Four Types of Online Aggregation

Aggregation is the Internet term for harvesting information from a variety of sources and repurposing it into a single presentation.

There are four types of aggregation sites:
•    Human edited
•    Algorithmic selection
•    Social bookmarking
•    Automatic scraping or ingestion

Almost all forms of aggregation mean acquiring content without paying for it. The best kinds of aggregation add value for the reader.

Human Edited
Human-culled headline aggregation sites, such as Drudge Report and NewzJunky.com, are quite popular.
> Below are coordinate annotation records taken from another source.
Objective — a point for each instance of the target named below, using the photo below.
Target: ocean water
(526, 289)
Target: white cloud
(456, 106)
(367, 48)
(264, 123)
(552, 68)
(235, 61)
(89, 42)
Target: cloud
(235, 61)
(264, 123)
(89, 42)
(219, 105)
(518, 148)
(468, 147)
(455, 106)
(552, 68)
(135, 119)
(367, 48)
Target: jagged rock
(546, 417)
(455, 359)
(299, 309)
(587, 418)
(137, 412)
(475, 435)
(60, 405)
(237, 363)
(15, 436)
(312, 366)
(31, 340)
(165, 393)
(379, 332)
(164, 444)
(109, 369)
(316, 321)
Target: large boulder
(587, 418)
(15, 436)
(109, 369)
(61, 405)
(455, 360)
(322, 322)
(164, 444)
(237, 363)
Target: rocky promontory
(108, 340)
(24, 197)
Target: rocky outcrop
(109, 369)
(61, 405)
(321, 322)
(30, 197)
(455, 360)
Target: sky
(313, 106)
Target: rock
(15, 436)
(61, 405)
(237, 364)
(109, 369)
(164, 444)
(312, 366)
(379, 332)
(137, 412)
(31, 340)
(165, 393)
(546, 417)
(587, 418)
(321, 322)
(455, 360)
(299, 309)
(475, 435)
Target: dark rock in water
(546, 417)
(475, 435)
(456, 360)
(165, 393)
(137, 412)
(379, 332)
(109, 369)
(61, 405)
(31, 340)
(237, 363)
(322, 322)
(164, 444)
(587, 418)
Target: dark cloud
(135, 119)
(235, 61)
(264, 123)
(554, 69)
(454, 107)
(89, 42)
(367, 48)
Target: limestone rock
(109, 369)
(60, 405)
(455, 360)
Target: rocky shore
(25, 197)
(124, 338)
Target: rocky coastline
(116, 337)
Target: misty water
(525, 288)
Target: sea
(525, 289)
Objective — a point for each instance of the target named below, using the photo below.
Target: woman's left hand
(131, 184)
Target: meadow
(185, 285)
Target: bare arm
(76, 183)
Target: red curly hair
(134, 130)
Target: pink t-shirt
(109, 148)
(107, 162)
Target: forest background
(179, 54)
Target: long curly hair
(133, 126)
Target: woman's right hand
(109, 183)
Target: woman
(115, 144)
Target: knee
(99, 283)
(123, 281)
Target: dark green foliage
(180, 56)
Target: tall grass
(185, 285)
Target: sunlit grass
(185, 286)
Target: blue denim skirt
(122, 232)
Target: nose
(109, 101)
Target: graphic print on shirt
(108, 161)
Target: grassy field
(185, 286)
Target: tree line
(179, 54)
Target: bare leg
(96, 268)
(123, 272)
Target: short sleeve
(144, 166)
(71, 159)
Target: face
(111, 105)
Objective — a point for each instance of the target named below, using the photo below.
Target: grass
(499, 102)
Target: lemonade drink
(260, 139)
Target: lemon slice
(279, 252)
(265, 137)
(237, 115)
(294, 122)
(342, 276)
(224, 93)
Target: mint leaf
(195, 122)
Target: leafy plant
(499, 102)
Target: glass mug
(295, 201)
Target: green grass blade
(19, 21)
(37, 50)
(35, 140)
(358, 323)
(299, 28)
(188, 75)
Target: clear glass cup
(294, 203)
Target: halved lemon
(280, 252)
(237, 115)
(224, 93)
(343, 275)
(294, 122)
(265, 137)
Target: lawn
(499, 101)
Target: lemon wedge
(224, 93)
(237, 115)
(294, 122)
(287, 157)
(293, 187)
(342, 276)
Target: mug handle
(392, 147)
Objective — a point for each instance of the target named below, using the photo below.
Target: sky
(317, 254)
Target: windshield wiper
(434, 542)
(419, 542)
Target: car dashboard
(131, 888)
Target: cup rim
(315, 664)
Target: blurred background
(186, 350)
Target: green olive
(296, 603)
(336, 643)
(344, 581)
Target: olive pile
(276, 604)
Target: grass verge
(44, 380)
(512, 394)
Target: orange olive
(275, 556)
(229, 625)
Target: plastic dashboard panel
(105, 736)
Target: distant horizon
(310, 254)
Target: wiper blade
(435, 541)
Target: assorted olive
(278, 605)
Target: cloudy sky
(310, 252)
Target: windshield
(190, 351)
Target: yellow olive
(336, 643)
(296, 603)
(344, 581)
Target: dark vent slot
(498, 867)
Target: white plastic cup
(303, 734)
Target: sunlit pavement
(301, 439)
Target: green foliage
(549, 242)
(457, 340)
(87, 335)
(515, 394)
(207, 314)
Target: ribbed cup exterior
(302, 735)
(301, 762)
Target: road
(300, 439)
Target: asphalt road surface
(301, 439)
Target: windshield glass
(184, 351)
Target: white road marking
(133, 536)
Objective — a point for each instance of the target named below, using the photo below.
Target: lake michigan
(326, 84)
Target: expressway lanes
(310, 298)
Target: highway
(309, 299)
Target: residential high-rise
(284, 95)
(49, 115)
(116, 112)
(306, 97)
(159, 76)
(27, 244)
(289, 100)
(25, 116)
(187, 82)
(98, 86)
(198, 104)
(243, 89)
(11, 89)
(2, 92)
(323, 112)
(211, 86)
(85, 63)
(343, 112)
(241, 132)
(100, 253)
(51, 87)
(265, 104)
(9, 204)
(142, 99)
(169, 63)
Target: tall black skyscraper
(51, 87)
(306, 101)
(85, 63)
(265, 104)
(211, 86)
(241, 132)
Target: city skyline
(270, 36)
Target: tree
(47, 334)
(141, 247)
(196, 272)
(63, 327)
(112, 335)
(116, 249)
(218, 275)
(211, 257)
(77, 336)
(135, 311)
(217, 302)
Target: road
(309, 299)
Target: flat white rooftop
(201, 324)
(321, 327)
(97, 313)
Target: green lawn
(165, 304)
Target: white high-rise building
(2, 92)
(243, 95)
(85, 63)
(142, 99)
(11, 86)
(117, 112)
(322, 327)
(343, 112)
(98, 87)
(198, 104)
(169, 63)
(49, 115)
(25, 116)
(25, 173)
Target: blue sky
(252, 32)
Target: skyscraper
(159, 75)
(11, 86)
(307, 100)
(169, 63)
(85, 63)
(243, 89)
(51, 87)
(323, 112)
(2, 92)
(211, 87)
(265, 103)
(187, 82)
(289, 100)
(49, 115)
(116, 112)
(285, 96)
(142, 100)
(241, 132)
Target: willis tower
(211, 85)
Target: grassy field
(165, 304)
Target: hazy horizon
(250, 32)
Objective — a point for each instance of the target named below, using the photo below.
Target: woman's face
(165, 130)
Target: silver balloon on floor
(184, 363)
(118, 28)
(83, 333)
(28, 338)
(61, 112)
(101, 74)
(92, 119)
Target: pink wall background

The Drudge Report, operated by Matt Drudge and one assistant, attracts nearly 7 million viewers per month.  NewzJunky.com is run by a single former newspaper employee in Watertown, NY and over the past two years has become the number one online news site for that region of the state, reaching about 67,000 people per month.

These popular aggregation sites do a tremendous job of driving traffic to originating news sources. A link from Drudge can take down servers.  Newspaper Web sites within NewzJuny’s coverage area report a handsome surge of traffic based on a NJ link.

Quirky and idiosyncratic, human-edited aggregation sites give users a sense that somebody who is smart, or shares their beliefs, or is just zealous about the news, is out there looking for interesting links.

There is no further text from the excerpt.